Educating Bradford

Educating Bradford

2. Bradford Technical College

technical, scientific, artistic and general instruction in the various processes involved in the production of Worsted, Woollen, Silk and Cotton fabrics.”

Bradford Technical School Prospectus

Originally a weaving school set up in 1878, Bradford Technical School (later College) initially focused on textile education before expanding into other technical and vocational courses. This development and expansion has resulted in today’s Bradford College being one of the UK’s largest colleges.

In the 1860s, Bradford was at risk of losing its reputation as a textile capital to European competitors and in the 1870s, textile trade declined due to a financial depression. Bradford had to re-establish itself as a leader in the textile industry. As a result, Bradford Mechanics’ Institute set up a small Weaving School in 1878 which developed into Bradford Technical School.

The first Bradford Technical School building was officially opened in 1882 by the Prince of Wales. It had four departments: Textiles; Art and Design; Engineering; and Chemistry and Dyeing. It was renamed Bradford.

The Technical Instruction Act in 1889 prompted the college to be handed over to the local authority as it could now levy rates to support technical and manual instruction.
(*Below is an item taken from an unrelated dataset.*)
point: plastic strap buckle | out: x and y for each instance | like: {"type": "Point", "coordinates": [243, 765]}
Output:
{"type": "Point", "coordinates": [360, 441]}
The college was then run by a committee of councillors and aldermen. The 1904 Education Act meant that this Technical Instruction Committee was replaced by a local authority Education Committee. At this point, it had 143 full-time day students and 623 regular evening students.

As early as 1868, W. E. Forster, education reformer, had suggested that Bradford should have a technological university. In 1956, it was announced that Colleges of Advanced Technology (CATs) would be developed. A Bradford CAT, the Bradford Institute of Technology, was set up to deliver undergraduate and postgraduate courses. Bradford Technical College continued to deliver below Higher National Certificate education. Bradford Institute of Technology would become the University of Bradford.

Bradford College has a unique Textile Archive which preserves its origin as a textile-focussed Technical College and continues providing educational opportunities for those interested in developing textile knowledge and skills.